4. Fiscal indicators in February 2011 showed that fiscal policy continued to support the Thai economy as indicated by public sector budget deficit of -34.6 billion baht. In February, budget disbursement was at 154.7 billion Baht, contracted -15.4 percent per year. This was due to current expenditure disbursement of 122.8 billion baht or expanded at 4.1 percent per year and capital expenditure disbursement of 16.7 billion baht or contracted at -67.6 percent per year, partly due to high base effect from accelerated local government subsidy budget disbursement in February 2010. Moreover, under the Strong Thailand 2012 Program, there was a disbursement of 2.1 billion Baht in February 2011 which contributed to the accumulated disbursement of 265.4 billion Baht or 75.8 percent of the approved budget framework of 350 billion Baht. Net government revenue collection (net of local authorities’ subsidy allocation) for February amounted to 129.9 billion Baht or expanding at 33.1 percent from last year, thanks to high level of corporate Income and personal income tax revenue following the economic expansion.
5. Supply-side sector indicators for February 2011 showed that Agricultural production and service sector continued to expand well although manufacturing sector decelerated.

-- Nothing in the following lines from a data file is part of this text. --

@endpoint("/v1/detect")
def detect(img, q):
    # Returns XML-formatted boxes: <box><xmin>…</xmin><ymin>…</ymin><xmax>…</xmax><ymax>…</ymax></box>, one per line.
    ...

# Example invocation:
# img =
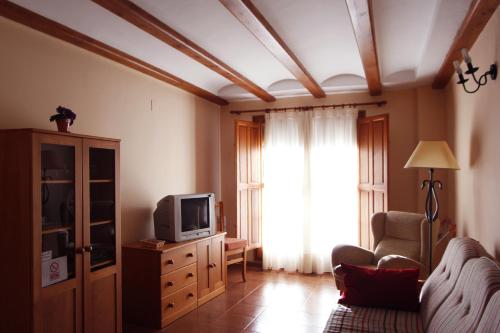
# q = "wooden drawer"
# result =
<box><xmin>161</xmin><ymin>283</ymin><xmax>198</xmax><ymax>326</ymax></box>
<box><xmin>161</xmin><ymin>263</ymin><xmax>196</xmax><ymax>298</ymax></box>
<box><xmin>161</xmin><ymin>244</ymin><xmax>196</xmax><ymax>275</ymax></box>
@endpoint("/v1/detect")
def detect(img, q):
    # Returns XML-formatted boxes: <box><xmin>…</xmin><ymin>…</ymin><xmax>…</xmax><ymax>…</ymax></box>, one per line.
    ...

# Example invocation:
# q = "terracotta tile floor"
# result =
<box><xmin>124</xmin><ymin>265</ymin><xmax>339</xmax><ymax>333</ymax></box>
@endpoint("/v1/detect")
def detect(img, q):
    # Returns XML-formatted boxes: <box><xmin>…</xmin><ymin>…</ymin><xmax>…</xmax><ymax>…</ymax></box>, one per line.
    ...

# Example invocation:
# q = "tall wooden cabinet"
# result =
<box><xmin>0</xmin><ymin>129</ymin><xmax>122</xmax><ymax>333</ymax></box>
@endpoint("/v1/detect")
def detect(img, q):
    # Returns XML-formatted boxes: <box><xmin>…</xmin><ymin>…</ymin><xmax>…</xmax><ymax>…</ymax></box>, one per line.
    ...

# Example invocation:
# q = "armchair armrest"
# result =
<box><xmin>332</xmin><ymin>245</ymin><xmax>375</xmax><ymax>268</ymax></box>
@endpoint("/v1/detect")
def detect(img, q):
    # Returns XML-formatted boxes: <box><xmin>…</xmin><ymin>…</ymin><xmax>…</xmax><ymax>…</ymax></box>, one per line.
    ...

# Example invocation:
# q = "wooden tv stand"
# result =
<box><xmin>122</xmin><ymin>232</ymin><xmax>226</xmax><ymax>328</ymax></box>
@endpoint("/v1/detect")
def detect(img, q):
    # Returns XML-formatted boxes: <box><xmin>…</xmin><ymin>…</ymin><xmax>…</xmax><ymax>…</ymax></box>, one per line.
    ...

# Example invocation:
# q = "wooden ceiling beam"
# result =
<box><xmin>432</xmin><ymin>0</ymin><xmax>500</xmax><ymax>89</ymax></box>
<box><xmin>93</xmin><ymin>0</ymin><xmax>276</xmax><ymax>102</ymax></box>
<box><xmin>219</xmin><ymin>0</ymin><xmax>325</xmax><ymax>98</ymax></box>
<box><xmin>346</xmin><ymin>0</ymin><xmax>382</xmax><ymax>96</ymax></box>
<box><xmin>0</xmin><ymin>1</ymin><xmax>228</xmax><ymax>105</ymax></box>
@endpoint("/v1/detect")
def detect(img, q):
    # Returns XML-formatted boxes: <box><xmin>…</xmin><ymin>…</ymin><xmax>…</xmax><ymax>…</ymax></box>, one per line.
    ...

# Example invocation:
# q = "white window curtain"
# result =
<box><xmin>262</xmin><ymin>109</ymin><xmax>358</xmax><ymax>274</ymax></box>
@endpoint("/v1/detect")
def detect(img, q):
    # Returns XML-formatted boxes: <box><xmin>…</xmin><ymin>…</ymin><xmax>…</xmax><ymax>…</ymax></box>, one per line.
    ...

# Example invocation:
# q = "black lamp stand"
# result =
<box><xmin>422</xmin><ymin>168</ymin><xmax>443</xmax><ymax>275</ymax></box>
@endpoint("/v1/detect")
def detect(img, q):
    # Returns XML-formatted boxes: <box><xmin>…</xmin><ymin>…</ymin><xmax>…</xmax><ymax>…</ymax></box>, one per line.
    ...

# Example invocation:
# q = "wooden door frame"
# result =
<box><xmin>32</xmin><ymin>133</ymin><xmax>83</xmax><ymax>333</ymax></box>
<box><xmin>356</xmin><ymin>113</ymin><xmax>390</xmax><ymax>248</ymax></box>
<box><xmin>234</xmin><ymin>119</ymin><xmax>264</xmax><ymax>250</ymax></box>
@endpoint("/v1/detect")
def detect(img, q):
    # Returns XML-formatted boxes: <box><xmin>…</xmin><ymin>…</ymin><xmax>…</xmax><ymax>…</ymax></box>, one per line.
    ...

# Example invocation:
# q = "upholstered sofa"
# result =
<box><xmin>324</xmin><ymin>238</ymin><xmax>500</xmax><ymax>333</ymax></box>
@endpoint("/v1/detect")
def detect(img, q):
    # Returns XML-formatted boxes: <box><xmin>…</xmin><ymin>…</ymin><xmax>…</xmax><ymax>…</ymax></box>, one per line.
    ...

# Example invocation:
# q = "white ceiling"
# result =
<box><xmin>11</xmin><ymin>0</ymin><xmax>472</xmax><ymax>100</ymax></box>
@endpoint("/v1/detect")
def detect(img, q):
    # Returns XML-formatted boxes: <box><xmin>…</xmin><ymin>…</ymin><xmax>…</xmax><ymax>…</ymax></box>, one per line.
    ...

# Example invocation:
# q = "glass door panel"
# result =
<box><xmin>40</xmin><ymin>144</ymin><xmax>75</xmax><ymax>287</ymax></box>
<box><xmin>89</xmin><ymin>147</ymin><xmax>116</xmax><ymax>271</ymax></box>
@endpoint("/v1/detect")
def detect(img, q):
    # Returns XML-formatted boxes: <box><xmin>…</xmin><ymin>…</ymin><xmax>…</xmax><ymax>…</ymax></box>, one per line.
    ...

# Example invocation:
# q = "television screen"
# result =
<box><xmin>181</xmin><ymin>197</ymin><xmax>210</xmax><ymax>232</ymax></box>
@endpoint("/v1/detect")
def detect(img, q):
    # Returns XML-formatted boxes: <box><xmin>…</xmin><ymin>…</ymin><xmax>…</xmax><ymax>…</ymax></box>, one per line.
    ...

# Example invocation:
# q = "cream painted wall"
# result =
<box><xmin>446</xmin><ymin>9</ymin><xmax>500</xmax><ymax>258</ymax></box>
<box><xmin>0</xmin><ymin>18</ymin><xmax>220</xmax><ymax>242</ymax></box>
<box><xmin>221</xmin><ymin>88</ymin><xmax>447</xmax><ymax>239</ymax></box>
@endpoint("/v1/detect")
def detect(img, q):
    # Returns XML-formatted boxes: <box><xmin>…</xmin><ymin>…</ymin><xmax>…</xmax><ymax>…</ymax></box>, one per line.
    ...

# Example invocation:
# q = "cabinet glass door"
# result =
<box><xmin>89</xmin><ymin>147</ymin><xmax>116</xmax><ymax>271</ymax></box>
<box><xmin>40</xmin><ymin>144</ymin><xmax>76</xmax><ymax>287</ymax></box>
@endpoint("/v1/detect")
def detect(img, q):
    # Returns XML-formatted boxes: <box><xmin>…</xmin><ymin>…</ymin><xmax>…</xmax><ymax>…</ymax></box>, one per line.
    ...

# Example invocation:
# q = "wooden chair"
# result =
<box><xmin>215</xmin><ymin>201</ymin><xmax>247</xmax><ymax>287</ymax></box>
<box><xmin>224</xmin><ymin>237</ymin><xmax>247</xmax><ymax>284</ymax></box>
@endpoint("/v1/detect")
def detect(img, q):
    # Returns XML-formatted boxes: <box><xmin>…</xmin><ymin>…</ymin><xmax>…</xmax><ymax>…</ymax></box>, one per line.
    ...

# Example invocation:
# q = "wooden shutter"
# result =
<box><xmin>358</xmin><ymin>115</ymin><xmax>389</xmax><ymax>249</ymax></box>
<box><xmin>235</xmin><ymin>120</ymin><xmax>263</xmax><ymax>248</ymax></box>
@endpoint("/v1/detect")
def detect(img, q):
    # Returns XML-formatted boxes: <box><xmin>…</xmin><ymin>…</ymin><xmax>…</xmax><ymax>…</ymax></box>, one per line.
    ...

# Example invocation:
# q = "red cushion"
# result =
<box><xmin>224</xmin><ymin>237</ymin><xmax>247</xmax><ymax>251</ymax></box>
<box><xmin>339</xmin><ymin>263</ymin><xmax>419</xmax><ymax>311</ymax></box>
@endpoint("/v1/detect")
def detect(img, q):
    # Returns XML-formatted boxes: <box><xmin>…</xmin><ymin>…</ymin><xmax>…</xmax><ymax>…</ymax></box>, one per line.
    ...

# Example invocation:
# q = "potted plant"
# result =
<box><xmin>49</xmin><ymin>106</ymin><xmax>76</xmax><ymax>133</ymax></box>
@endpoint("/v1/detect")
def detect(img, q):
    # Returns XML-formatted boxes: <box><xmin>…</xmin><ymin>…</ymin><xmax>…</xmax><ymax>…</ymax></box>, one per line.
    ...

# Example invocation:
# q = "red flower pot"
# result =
<box><xmin>56</xmin><ymin>119</ymin><xmax>71</xmax><ymax>133</ymax></box>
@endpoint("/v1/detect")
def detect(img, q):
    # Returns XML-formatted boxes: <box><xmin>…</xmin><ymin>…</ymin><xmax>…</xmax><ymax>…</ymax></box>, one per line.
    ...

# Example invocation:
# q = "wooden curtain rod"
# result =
<box><xmin>231</xmin><ymin>101</ymin><xmax>387</xmax><ymax>114</ymax></box>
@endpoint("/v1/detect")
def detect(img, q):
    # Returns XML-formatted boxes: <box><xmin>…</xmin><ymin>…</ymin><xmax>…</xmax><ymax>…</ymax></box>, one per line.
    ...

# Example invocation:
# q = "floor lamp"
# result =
<box><xmin>405</xmin><ymin>141</ymin><xmax>460</xmax><ymax>275</ymax></box>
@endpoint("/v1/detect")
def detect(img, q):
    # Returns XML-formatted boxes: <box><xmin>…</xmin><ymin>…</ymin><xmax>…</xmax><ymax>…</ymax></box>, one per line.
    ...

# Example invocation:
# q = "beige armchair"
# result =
<box><xmin>332</xmin><ymin>211</ymin><xmax>440</xmax><ymax>290</ymax></box>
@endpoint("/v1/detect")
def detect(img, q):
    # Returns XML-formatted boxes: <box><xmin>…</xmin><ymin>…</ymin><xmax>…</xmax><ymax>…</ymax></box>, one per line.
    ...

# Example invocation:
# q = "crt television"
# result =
<box><xmin>153</xmin><ymin>193</ymin><xmax>216</xmax><ymax>242</ymax></box>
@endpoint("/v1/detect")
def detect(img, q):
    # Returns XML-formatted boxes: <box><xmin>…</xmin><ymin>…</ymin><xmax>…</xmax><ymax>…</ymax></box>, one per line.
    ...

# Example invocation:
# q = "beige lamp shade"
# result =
<box><xmin>405</xmin><ymin>141</ymin><xmax>460</xmax><ymax>170</ymax></box>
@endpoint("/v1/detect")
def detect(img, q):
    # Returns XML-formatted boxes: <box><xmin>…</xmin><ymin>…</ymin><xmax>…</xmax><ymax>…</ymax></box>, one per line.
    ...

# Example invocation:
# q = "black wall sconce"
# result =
<box><xmin>453</xmin><ymin>49</ymin><xmax>498</xmax><ymax>94</ymax></box>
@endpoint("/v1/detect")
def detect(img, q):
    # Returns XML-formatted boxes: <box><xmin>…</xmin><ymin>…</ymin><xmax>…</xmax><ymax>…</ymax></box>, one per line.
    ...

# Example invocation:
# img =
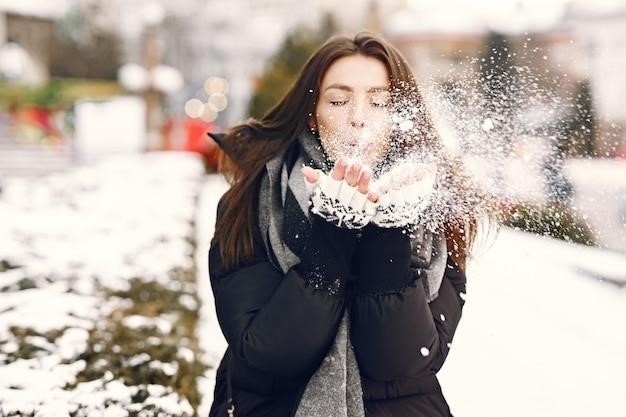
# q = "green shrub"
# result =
<box><xmin>502</xmin><ymin>203</ymin><xmax>596</xmax><ymax>246</ymax></box>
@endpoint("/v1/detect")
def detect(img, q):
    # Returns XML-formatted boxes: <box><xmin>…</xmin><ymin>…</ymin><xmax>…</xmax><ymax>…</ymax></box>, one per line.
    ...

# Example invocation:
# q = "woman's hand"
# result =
<box><xmin>302</xmin><ymin>158</ymin><xmax>378</xmax><ymax>229</ymax></box>
<box><xmin>372</xmin><ymin>162</ymin><xmax>437</xmax><ymax>227</ymax></box>
<box><xmin>302</xmin><ymin>158</ymin><xmax>379</xmax><ymax>208</ymax></box>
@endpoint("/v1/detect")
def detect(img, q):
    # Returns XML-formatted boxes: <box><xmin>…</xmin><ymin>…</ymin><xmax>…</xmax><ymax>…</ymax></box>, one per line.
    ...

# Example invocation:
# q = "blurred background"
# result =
<box><xmin>0</xmin><ymin>0</ymin><xmax>626</xmax><ymax>252</ymax></box>
<box><xmin>0</xmin><ymin>0</ymin><xmax>626</xmax><ymax>417</ymax></box>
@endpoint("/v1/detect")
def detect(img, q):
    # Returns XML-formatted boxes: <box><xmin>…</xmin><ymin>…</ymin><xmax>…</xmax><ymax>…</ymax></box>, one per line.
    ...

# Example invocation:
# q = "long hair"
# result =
<box><xmin>214</xmin><ymin>32</ymin><xmax>473</xmax><ymax>270</ymax></box>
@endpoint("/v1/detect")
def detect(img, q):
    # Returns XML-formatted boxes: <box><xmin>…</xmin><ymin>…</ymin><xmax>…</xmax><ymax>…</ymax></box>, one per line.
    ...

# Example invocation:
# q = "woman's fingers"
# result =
<box><xmin>301</xmin><ymin>166</ymin><xmax>320</xmax><ymax>184</ymax></box>
<box><xmin>344</xmin><ymin>162</ymin><xmax>361</xmax><ymax>187</ymax></box>
<box><xmin>330</xmin><ymin>158</ymin><xmax>348</xmax><ymax>181</ymax></box>
<box><xmin>357</xmin><ymin>167</ymin><xmax>372</xmax><ymax>194</ymax></box>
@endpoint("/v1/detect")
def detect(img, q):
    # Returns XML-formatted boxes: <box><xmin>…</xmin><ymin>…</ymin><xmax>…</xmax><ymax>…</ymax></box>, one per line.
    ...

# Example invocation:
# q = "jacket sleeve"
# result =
<box><xmin>351</xmin><ymin>226</ymin><xmax>465</xmax><ymax>388</ymax></box>
<box><xmin>209</xmin><ymin>207</ymin><xmax>356</xmax><ymax>377</ymax></box>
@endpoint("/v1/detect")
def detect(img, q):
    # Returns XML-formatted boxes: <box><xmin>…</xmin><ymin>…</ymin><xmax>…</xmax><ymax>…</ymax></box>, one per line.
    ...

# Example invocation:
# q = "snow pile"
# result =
<box><xmin>0</xmin><ymin>153</ymin><xmax>204</xmax><ymax>417</ymax></box>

Manufacturing Production Index (Preliminary) in February contracted at -3.4 percent from last year, decelerating from the 4.1 percent growth in the previous month, particularly from a contraction in petroleum, food and jewelry. This was in tandem with the Thai Industries Sentiment Index (TISI) which decreased to the level of 108.2 from previous month level of 112.7, mainly due to concern on higher cost of production from a continuous surge in oil price. Nevertheless, as TISI level surpassed 100.0 benchmark, it can be shown that entrepreneurial confidence remained strong. Furthermore, Agricultural sector indicator as measured from agricultural Production Index (API) in February expanded for three consecutive months at 2.8 percent from last year decrease from the previous month expansion of 3.4 percent per year, particularly due to an improvement from rice and rubber productions. Agricultural goods prices in February 2011 continued to expand well at 32.4 percent from last year and resulted in an improvement in real farm income growth of 31.8 percent from last year. Service sector indicators as reflected by the number of in-bound tourists continued to expand. In February 2011, the number of in-bound tourists into Thailand was recorded at 1.8 million persons, expanded at 11.8 percent per year, thanks to well-expanded growth amongst tourists from all regions, particularly from the Eurozone area and ASEAN, reflecting a continuous revival in the tourism sector.
6. Economic stability remained robust. Headline inflation in February 2011 grew at 2.9 percent per year, mainly from an increased in prices in vegetables, fruits, transportation and fuel items, while core inflation grew at 1.5 percent per year. Unemployment rate in December was at 0.7 percent of total labour force, an equivalent of 268 thousands unemployed persons. Public debt to GDP ratio at the end of January 2011 stood at 41.9 percent well below the 60 percent public debt ceiling under Fiscal Sustainability Framework. Likewise, external economic stability remained robust and resilient to risk from volatilities in the global economy as indicated by high-level international reserves at the end of February 2011 at USD 179.4 billion or approximately 3.6 times of short-term external debt.